Geography


Geography at Westminster

Lead: Vicky Spence

Geography at Westminster Primary Academy develops children’s knowledge and understanding of people and places utilising many cross-curricular links with subjects such as Literacy, Numeracy and Computing. We use maps, atlases, photos and the internet when learning about the wider world as well as local areas, ensuring a well-balanced and interactive learning experience for all pupils.

During EYFS, pupils will build on a number of skills when working on ‘Mathematics’ and ‘Understanding the World’. Throughout the year in reception, children will be provided with opportunities to explore the natural world around them and discuss their observations.  Children will draw information from a simple map. Children will begin to recognise some similarities and differences between life in this country and life in other countries as well as recognise some environments that are different to the one in which they live.   This  will  give them the foundation in Geography in their Early Learning Goals, which prepares them for year 1.  

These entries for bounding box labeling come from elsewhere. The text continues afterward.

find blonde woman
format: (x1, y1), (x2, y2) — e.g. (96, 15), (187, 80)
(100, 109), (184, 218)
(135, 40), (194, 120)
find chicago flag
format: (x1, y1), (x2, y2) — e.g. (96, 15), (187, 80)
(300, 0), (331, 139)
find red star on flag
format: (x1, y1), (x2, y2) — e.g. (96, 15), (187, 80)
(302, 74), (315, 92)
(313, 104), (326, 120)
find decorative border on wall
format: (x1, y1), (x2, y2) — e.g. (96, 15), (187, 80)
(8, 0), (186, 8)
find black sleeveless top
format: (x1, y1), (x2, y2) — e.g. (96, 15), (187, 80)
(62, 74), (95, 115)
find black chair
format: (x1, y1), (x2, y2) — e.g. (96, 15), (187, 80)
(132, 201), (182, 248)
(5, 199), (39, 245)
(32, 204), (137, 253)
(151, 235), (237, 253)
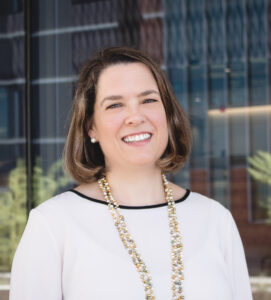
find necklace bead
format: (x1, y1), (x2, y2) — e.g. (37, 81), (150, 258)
(98, 174), (184, 300)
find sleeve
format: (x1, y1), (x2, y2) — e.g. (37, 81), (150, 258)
(10, 209), (62, 300)
(225, 211), (252, 300)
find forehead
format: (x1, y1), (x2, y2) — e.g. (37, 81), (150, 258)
(97, 62), (159, 100)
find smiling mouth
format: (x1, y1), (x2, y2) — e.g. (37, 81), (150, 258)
(122, 133), (152, 144)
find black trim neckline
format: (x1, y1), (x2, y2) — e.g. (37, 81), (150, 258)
(69, 189), (191, 209)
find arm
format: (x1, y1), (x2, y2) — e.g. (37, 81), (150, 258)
(225, 211), (252, 300)
(10, 209), (62, 300)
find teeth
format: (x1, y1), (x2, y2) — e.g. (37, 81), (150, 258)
(123, 133), (151, 143)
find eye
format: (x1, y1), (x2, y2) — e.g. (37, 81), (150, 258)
(106, 103), (121, 109)
(144, 99), (158, 103)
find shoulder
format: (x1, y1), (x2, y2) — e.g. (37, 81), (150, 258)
(170, 182), (230, 218)
(31, 191), (84, 223)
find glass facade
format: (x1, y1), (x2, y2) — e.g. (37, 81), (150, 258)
(0, 0), (271, 295)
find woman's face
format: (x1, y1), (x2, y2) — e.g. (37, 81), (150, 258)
(89, 63), (168, 170)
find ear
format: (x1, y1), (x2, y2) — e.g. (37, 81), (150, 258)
(88, 123), (97, 140)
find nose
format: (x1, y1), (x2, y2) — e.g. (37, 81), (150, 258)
(125, 106), (146, 125)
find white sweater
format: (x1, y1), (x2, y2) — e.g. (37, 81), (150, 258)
(10, 190), (252, 300)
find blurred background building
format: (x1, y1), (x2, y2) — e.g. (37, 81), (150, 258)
(0, 0), (271, 300)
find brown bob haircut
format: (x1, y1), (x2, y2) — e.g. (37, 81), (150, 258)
(64, 47), (192, 183)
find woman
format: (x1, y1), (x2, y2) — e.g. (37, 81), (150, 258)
(10, 47), (252, 300)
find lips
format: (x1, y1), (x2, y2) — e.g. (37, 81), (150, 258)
(122, 132), (152, 143)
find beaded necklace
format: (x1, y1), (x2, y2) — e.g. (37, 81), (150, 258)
(98, 174), (184, 300)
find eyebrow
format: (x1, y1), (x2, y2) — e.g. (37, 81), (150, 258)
(101, 90), (160, 105)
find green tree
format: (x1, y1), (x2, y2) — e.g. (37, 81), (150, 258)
(0, 158), (72, 271)
(248, 150), (271, 223)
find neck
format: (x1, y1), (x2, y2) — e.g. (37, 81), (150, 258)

                                                      

During Key Stage 1 and 2, our curriculum involves three Geography-led topics each year.  Core skills, knowledge, vocabulary and concepts acquired in the autumn and spring terms are applied towards the end of the year in the context of a place-based study in summer.  

                     

Flying a drone over our local area from map work.

 

Pupils explore both physical and human differences in the world around them. Children learn about the skills needed to ask geographical questions about a locality in the UK compared to a locality in a less economically developed country. Children are taught how settlements differ and change and they understand environmental issues linked to these. 

In addition, pupils are given the opportunity to develop their geographical vocabulary and skills of enquiry and fieldwork (including the use of data and map work), and make regular use of globes and atlases, through incidental opportunities within other subjects, via ‘geography in the news’.